Bug 1419692 - ovs-multitenant: 3.5 UDP RR transactions are zero for 16KB msg size between svc to svc
Summary: ovs-multitenant: 3.5 UDP RR transactions are zero for 16KB msg size between s...
Alias: None
Product: OpenShift Container Platform
Classification: Red Hat
Component: Networking
Version: 3.5.0
Hardware: All
OS: All
Target Milestone: ---
: ---
Assignee: Dan Williams
QA Contact: Siva Reddy
Whiteboard: aos-scalability-35
Depends On:
TreeView+ depends on / blocked
Reported: 2017-02-06 18:56 UTC by Siva Reddy
Modified: 2017-08-16 19:51 UTC (History)
10 users (show)

Fixed In Version:
Doc Type: Bug Fix
Doc Text:
Cause: some fragmented IP packets were mistakenly dropped by openshift-node instead of being delivered to pods. Consequence: large UDP and TCP packets could have some or all fragments dropped instead of being delivered. Fix: ensure that fragments are correctly evaluated and sent to their destination.
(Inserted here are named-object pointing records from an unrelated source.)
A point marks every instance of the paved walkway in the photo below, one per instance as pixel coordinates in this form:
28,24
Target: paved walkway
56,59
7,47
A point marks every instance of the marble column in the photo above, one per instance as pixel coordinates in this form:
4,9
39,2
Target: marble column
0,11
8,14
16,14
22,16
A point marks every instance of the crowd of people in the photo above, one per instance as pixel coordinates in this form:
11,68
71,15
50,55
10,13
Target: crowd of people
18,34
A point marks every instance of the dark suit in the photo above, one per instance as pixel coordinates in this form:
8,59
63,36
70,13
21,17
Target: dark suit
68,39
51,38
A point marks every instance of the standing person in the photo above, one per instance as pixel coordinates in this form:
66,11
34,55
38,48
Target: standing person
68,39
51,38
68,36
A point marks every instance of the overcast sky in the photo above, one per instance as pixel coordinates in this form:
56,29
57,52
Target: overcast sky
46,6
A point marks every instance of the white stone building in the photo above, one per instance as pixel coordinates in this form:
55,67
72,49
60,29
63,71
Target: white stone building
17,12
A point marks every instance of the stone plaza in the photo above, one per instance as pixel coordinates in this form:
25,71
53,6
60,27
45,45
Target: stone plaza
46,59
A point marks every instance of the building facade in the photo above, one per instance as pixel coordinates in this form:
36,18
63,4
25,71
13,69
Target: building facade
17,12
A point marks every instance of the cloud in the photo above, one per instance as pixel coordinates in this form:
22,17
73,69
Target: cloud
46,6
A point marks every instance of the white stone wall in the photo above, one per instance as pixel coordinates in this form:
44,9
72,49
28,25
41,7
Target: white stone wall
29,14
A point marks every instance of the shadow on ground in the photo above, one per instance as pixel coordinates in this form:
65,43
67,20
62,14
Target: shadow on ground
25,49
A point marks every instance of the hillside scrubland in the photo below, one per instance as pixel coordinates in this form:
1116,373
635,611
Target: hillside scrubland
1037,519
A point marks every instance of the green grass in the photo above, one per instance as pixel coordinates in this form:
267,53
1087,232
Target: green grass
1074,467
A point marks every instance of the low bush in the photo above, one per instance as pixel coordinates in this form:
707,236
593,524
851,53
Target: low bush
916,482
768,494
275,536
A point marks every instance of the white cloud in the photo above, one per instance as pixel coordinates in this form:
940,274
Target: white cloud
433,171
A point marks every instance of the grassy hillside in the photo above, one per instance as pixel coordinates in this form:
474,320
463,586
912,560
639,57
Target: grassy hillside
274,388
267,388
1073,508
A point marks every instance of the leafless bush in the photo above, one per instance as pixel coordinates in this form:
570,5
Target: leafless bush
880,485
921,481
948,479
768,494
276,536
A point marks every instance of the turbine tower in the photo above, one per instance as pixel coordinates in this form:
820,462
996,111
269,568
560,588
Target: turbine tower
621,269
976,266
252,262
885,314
Result: large UDP and TCP packets should be delivered to pods in the cluster
Clone Of:
Last Closed: 2017-08-10 05:17:28 UTC
Target Upstream Version:

Attachments (Terms of Use)
rc json file (2.06 KB, text/plain)
2017-02-07 20:28 UTC, Siva Reddy
no flags Details
Service template (2.71 KB, text/plain)
2017-02-07 20:29 UTC, Siva Reddy
no flags Details

System ID Private Priority Status Summary Last Updated
Origin (Github) 13162 0 None None None 2017-03-01 18:15:31 UTC
Red Hat Product Errata RHEA-2017:1716 0 normal SHIPPED_LIVE Red Hat OpenShift Container Platform 3.6 RPM Release Advisory 2017-08-10 09:02:50 UTC

Description Siva Reddy 2017-02-06 18:56:23 UTC
Description of problem:
    The UDP RR transactions are zero for 16KB msg size but have results when the message size is smaller

Version-Release number of selected component (if applicable):
openshift v3.5.0.14+20b49d0
kubernetes v1.5.2+43a9be4
etcd 3.1.0

Openshift SDN plugin: ovs-multitenant

How reproducible:

Steps to Reproduce:
1. Create receiver-sender services after creating pods.
2. Using pbench-uperf tool run the network statistics for the following options on both 3.4 and 3.5:
   UDP stream for 64, 1024, 16K 
   UDP RR for 64, 1024, 16K
3. Note the transactions for UDP RR for 16K 

Actual results:
   The results are zero for UDP RR 

Expected results:
   The results should be non-zero and closer to the results obtained in 3.4.

Additional info:
   The results collected in 3.4 and 3.5 are:
3.4: http://perf-infra.ec2.breakage.org/pbench/results/ip-172-31-5-240/uperf_svc-to-svc_PODS_2_UDP_NN_2016-12-20_14:41:01/result.html
3.4: http://perf-infra.ec2.breakage.org/pbench/results/ip-172-31-54-180/uperf_svc-to-svc-NN_PODS_2_UDP_2017-02-03_03:53:12/result.html

    The setup used:
1 master, 2 nodes. The service pods are created on two different nodes and the tests are run between two projects. that is two sets of pods.
    the pbench-uperf command run for the test is:

pbench-uperf --test-types=stream,rr --runtime=30 --message-sizes=64,1024,16384 --protocols=udp --instances=1 --samples=3 --max-stddev=10 --clients=<<ip of sender1 svc>>,<<ip of sender2 svc>> --servers=<<ip of receiver1 svc>>,<<ip of receiver2 svc>> --config=svc-to-svc-NN_PODS_2_UDP

Comment 1 Phil Cameron 2017-02-07 19:15:57 UTC
Quick test host to pod running iperf3 udp 16k packets work.

Comment 2 Siva Reddy 2017-02-07 19:29:22 UTC
pod to pod UDP RR 16k works fine as the results below:
    The issue is with service to service where backing pod for the services are on two different nodes of openshift.

Comment 3 Ben Bennett 2017-02-07 19:30:17 UTC
Based on Phil's test with 3.5 (bleeding edge) we can't reproduce this.  Can you give us the full details of the 3.4 and 3.5 machines?  Are they bare-metal?  VMs?

What are the versions of the kernel and of openvswitch.


Comment 4 Ben Bennett 2017-02-07 19:40:54 UTC
Siva: Thanks.  Can you try it directly to the pod IP address and see if that works?  It would help bisect the problem.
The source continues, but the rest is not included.